VON GEORG ANASTASIADIS
Es ist nur ein gutes halbes Jahr her, da übernahm Friedrich Merz die zerstörteste CDU aller Zeiten. Dass er die Ampel-Regierung am Wochenende schon wieder als „schwächste Bundesregierung aller Zeiten“ geißeln durfte, ohne eine dicke Lippe zu riskieren, zeigt, wie sehr sich die Union unter seiner Führung gefangen und Gräben zugeschüttet hat. Der konservative Merz hat sich nicht die Liebe der Merkel-Mitte in der CDU erworben, aber ihren Respekt. Das ist gut. Eine starke Demokratie braucht eine starke Opposition.

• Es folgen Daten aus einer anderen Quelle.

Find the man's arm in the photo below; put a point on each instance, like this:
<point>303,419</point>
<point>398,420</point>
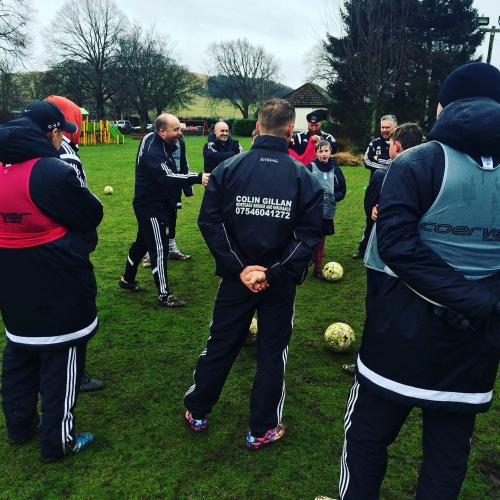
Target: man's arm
<point>341,189</point>
<point>213,158</point>
<point>370,159</point>
<point>161,170</point>
<point>213,230</point>
<point>56,190</point>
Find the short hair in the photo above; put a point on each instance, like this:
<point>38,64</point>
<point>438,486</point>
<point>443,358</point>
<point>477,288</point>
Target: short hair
<point>322,143</point>
<point>161,122</point>
<point>391,118</point>
<point>275,115</point>
<point>408,135</point>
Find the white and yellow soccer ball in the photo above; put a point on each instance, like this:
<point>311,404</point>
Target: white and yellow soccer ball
<point>333,271</point>
<point>339,337</point>
<point>252,333</point>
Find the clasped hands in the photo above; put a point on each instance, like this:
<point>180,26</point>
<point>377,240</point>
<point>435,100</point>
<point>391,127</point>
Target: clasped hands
<point>254,278</point>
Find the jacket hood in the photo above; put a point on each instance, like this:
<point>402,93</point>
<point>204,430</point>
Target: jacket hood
<point>471,126</point>
<point>22,140</point>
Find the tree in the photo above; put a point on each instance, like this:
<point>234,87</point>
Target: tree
<point>14,39</point>
<point>152,78</point>
<point>241,73</point>
<point>370,58</point>
<point>89,37</point>
<point>438,36</point>
<point>445,36</point>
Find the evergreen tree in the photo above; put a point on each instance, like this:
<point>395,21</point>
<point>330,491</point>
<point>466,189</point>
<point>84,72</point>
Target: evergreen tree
<point>406,60</point>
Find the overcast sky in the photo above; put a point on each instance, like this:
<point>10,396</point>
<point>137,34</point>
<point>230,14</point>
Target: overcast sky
<point>287,29</point>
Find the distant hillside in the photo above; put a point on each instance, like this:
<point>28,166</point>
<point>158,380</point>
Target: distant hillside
<point>200,107</point>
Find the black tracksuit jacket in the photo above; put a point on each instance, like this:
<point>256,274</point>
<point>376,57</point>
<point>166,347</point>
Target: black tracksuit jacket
<point>262,208</point>
<point>157,183</point>
<point>48,291</point>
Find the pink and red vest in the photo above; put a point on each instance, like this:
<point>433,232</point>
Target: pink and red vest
<point>22,223</point>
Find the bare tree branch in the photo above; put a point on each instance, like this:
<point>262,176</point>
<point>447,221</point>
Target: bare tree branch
<point>241,73</point>
<point>15,17</point>
<point>89,35</point>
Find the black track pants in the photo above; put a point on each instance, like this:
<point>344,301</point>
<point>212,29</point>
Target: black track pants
<point>56,376</point>
<point>372,423</point>
<point>234,308</point>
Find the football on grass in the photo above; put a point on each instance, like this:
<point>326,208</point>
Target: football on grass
<point>252,333</point>
<point>333,271</point>
<point>339,337</point>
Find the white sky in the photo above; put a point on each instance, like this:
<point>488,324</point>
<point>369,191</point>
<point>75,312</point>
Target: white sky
<point>287,29</point>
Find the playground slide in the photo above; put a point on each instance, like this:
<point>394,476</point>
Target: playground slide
<point>114,132</point>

Auf dem Parteitag in Hannover krönte der Spätberufene sein Versöhnungswerk, indem er die im konservativen Flügel unpopuläre Frauenquote durchsetzte. Die neue Rolle als Reservekanzler zwingt den alten Wirtschaftsliberalen in die Mitte der Union. Sein Kollege Markus Söder von der CSU hieße nicht Söder, hätte er nicht die Marktlücke erkannt – und besetzt. Söders grüne Phase ist vorbei, erkennbar an seinem mit giftigen Angriffen auf die Grünen und deren Gesellschaftsbild gespickten Parteitags-Gastspiel.

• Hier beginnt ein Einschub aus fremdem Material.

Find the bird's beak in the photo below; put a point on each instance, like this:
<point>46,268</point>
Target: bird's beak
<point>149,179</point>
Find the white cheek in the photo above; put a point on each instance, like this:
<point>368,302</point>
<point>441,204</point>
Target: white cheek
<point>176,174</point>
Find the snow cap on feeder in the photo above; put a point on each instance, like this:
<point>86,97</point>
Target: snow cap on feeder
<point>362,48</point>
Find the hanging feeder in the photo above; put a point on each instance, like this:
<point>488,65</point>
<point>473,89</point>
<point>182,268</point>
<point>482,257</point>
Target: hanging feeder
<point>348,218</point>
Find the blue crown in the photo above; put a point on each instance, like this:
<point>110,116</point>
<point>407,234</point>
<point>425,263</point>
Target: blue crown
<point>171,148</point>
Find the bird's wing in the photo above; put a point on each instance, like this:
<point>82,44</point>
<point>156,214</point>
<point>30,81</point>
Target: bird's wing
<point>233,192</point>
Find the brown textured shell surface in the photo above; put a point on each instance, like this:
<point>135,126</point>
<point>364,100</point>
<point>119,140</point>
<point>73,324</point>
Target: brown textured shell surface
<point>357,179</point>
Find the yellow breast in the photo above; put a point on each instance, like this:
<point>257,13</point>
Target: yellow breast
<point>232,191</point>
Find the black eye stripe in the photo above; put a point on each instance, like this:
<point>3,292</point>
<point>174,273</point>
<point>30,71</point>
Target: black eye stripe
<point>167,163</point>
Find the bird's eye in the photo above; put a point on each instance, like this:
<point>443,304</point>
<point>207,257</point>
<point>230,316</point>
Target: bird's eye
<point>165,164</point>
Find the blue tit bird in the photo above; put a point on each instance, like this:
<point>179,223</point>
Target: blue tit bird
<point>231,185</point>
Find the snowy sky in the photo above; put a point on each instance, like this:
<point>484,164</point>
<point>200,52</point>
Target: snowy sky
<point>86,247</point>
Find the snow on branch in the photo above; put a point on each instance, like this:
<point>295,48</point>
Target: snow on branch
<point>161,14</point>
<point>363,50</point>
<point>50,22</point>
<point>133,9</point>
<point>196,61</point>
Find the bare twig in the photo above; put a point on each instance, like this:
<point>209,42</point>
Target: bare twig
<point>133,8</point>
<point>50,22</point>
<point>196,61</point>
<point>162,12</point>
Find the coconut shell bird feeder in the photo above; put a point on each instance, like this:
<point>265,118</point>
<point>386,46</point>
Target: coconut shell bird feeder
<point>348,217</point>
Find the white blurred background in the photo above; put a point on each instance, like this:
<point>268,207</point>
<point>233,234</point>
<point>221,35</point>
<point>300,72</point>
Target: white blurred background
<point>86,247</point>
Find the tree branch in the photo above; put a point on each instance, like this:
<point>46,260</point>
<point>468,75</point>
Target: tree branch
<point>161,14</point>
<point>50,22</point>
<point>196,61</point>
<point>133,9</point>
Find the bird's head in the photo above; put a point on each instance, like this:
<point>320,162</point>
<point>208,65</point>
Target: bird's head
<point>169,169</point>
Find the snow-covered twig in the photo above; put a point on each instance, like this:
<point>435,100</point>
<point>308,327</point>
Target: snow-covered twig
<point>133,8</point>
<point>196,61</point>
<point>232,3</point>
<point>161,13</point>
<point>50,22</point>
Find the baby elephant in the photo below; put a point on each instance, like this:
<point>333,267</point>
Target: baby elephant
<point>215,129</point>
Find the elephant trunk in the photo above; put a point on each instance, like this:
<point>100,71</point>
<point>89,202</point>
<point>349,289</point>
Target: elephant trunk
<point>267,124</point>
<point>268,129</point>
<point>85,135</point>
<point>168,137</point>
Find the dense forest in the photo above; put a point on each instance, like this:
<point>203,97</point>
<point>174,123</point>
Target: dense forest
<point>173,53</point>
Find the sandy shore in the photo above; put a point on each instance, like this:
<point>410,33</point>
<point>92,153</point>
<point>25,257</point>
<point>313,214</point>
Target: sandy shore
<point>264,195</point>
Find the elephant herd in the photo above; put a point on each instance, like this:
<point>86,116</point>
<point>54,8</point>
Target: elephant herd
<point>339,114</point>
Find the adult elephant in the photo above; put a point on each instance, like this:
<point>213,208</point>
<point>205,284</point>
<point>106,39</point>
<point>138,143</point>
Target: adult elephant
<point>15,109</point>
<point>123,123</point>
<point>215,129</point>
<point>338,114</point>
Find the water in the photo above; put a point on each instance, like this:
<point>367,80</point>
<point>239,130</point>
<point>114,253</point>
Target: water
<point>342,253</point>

Söders Rede glich eher einem Bierzelt-Auftritt, von denen er in Bayern zuletzt ja etliche absolviert hatte. Er streichelte die konservative Unionsseele, wetterte gegen das Gendern, die Antidiskriminierungsbeauftragte und die linke Cancel Culture. Manchen CDU-Delegierten war der neue Söder-Sound zu deftig, einige haben ihm seine Rolle bei der Demontage Laschets nicht verziehen, und manche rieben sich die Augen ob der erneuten Wandlung des selbst erklärten Ober-Merkelianers. Aber der CSU-Chef lieferte einige interessante Fingerzeige auf den bayerischen Landtagswahlkampf. Söder hat ihn am Wochenende eröffnet. Er dürfte hitzig werden.